Glycomacropeptide (GMP) is a C-terminal fragment of κ-casein (residues 106–169) released by the endopeptidase chymosin (rennin). During commercial cheese making, this peptide is released into whey at a concentration of approximately 600 mg/l(Reference Nakano, Silva-Hernandez and Ikawa1, Reference Silva-Hernandez, Nakano and Ozimek2). Oral GMP stimulates cholecystokinin (CCK), a candidate satiety hormone, which may make this protein a useful component of a weight loss diet because CCK slows gastric emptying, which may in turn promote satiety(Reference Mangel and Koegel3–Reference Degen, Matzinger, Drewe and Beglinger5). GMP has also been detected in the blood of volunteers after milk or yogurt ingestion, suggesting that GMP can be formed in the gut and can be absorbed intact into intestinal cells(Reference Chabance, Marteau and Rambaud6).

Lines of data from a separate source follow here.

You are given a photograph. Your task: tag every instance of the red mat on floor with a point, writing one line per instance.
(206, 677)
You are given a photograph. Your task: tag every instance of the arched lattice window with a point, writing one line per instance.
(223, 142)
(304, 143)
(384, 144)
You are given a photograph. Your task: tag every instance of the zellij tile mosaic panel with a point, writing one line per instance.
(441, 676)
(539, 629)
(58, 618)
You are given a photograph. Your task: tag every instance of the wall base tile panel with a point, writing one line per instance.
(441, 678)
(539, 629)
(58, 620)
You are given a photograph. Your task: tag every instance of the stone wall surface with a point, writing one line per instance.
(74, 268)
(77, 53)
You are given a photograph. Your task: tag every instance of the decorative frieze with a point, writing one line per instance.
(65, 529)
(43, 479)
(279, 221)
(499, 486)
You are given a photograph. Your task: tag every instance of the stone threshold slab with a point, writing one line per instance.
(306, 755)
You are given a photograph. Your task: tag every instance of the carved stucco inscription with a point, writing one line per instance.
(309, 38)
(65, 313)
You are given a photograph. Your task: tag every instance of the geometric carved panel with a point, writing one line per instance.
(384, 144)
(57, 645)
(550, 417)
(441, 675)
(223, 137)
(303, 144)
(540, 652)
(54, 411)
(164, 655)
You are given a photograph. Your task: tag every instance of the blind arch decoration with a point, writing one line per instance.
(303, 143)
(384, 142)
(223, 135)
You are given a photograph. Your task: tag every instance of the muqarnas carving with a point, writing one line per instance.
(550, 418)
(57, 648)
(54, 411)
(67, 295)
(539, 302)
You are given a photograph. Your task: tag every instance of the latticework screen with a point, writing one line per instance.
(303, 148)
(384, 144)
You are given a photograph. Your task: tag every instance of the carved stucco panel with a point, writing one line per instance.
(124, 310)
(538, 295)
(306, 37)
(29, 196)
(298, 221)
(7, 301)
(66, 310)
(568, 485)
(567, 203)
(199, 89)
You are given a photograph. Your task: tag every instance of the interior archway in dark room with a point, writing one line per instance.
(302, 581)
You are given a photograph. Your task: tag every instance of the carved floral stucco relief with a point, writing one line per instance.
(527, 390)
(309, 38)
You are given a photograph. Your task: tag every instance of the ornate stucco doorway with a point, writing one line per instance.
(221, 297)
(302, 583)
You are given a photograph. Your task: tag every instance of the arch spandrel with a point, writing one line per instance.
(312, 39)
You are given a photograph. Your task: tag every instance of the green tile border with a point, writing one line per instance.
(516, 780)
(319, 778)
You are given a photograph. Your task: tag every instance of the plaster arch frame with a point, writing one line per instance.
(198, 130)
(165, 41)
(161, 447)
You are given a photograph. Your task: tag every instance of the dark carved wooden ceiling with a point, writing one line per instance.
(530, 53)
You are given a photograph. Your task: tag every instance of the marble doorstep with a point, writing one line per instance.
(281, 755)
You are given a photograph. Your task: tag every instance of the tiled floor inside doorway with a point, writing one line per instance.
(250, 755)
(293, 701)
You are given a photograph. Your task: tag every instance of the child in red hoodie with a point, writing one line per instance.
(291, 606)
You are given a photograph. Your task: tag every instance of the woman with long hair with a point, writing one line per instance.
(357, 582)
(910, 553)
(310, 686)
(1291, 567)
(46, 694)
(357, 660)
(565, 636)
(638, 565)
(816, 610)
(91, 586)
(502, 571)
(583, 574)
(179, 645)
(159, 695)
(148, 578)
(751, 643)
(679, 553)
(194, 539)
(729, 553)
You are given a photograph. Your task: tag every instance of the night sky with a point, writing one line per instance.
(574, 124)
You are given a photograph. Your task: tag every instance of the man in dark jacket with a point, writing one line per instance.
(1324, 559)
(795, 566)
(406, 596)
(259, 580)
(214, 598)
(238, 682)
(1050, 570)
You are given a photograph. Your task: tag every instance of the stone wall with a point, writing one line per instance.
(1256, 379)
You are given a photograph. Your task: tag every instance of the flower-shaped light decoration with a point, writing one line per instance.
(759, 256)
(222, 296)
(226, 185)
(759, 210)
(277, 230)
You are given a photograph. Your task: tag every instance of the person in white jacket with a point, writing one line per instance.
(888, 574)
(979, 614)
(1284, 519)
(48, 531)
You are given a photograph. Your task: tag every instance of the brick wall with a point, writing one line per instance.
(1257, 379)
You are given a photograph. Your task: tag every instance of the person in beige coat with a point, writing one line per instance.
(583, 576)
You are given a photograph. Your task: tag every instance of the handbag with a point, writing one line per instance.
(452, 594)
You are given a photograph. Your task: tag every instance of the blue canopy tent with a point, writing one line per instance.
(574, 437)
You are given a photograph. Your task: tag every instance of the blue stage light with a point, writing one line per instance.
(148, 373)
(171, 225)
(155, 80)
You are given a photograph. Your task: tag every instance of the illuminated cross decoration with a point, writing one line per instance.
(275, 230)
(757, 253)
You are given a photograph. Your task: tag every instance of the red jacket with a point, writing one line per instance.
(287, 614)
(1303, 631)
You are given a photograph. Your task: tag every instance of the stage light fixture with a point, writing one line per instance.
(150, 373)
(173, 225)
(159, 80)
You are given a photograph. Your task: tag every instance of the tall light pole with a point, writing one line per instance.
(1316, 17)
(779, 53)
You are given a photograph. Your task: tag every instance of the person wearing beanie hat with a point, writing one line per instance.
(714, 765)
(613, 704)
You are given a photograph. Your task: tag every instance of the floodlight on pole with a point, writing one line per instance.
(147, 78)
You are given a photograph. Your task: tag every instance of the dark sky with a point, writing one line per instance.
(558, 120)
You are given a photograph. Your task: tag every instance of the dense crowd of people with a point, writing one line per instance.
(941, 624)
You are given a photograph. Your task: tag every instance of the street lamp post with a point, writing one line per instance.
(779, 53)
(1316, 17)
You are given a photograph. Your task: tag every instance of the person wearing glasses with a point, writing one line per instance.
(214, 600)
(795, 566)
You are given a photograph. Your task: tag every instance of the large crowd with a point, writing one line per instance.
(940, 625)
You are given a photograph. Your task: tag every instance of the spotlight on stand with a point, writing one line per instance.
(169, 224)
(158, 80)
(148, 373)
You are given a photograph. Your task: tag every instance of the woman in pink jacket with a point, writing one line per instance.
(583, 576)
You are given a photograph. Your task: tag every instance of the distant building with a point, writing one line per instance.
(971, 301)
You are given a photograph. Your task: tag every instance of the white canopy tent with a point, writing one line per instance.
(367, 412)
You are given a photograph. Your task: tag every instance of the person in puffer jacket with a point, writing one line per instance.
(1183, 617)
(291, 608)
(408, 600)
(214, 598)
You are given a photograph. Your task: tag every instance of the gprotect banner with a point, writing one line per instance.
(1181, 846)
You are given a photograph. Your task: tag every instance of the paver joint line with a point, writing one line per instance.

We have shown previously that GMP was associated with reduced fat mass in Wistar rats fed ad libitum for 7 weeks with diets differing in protein-type amount(Reference Royle, McIntosh and Clifton7). In addition, it has been found that GMP (33 kJ) had no effect on satiety or on food intake 75 min after consumption, but it did reduce daily food intake(Reference Burton-Freeman8). However, Gustafson et al. (Reference Gustafson, McMahon and Morrey9) reported no effect of GMP on subjective satiety or food intake at a test meal after the consumption of 0·4 and 2·0 g GMP in a 33 kJ preload; however, CCK was not measured, and various study design procedures, such as delivery with a low energy load, may have influenced the negative findings.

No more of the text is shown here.